For example, actiTIME provides a time and project management system where you can manage workloads, review project progress, see business costs and profits and more.
Build custom workflows, assign tasks to your team members and see how time and money costs are distributed across tasks, project stages, projects and clients.
Set up deadlines, time estimates, time or cost budgets. Create custom fields for tasks to upgrade your time, cost and performance reports and see how similar items perform.

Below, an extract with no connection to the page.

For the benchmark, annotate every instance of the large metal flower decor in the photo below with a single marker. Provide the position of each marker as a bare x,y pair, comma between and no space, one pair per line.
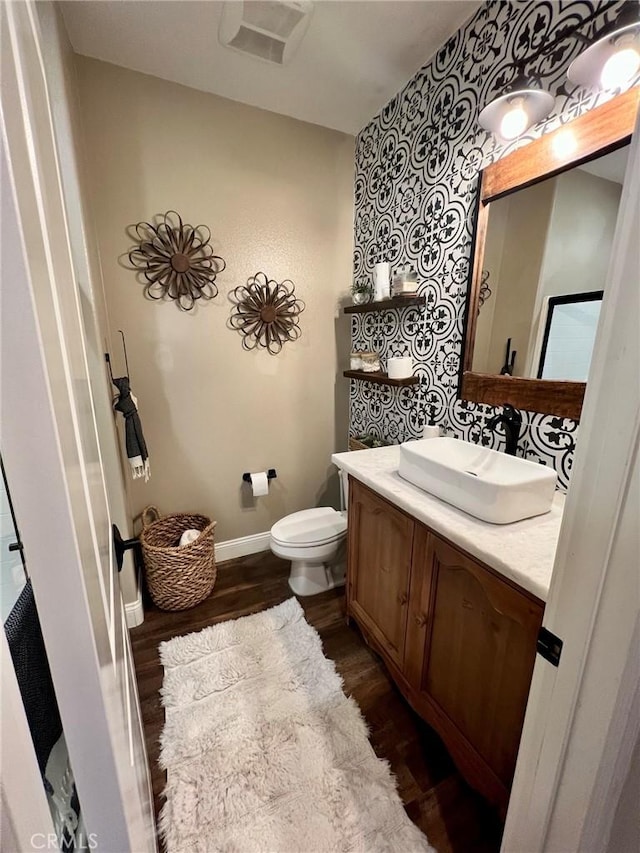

Choose from 2,000+ integrations, including JIRA, GitHub and JitLab. Join 10,000+ companies like DHL, Huawei, Philips and Xerox - try a free 30-day trial (no credit card required).
Top comments (5)
The very fact you manage by MBO is bad ;) michelbaudin.com/2012/08/26/metric...
"All these studies prove that" I'm gonna stop you right there. I shouldn't have to explain that in science we don't prove anything; rather we find evidence to support a hypothesis, or we disprove something. Honestly do you really think anyone here is going to go for your little free advertisement? Shame. Go make something meaningful.
Quite a helpful post. Glad I landed here.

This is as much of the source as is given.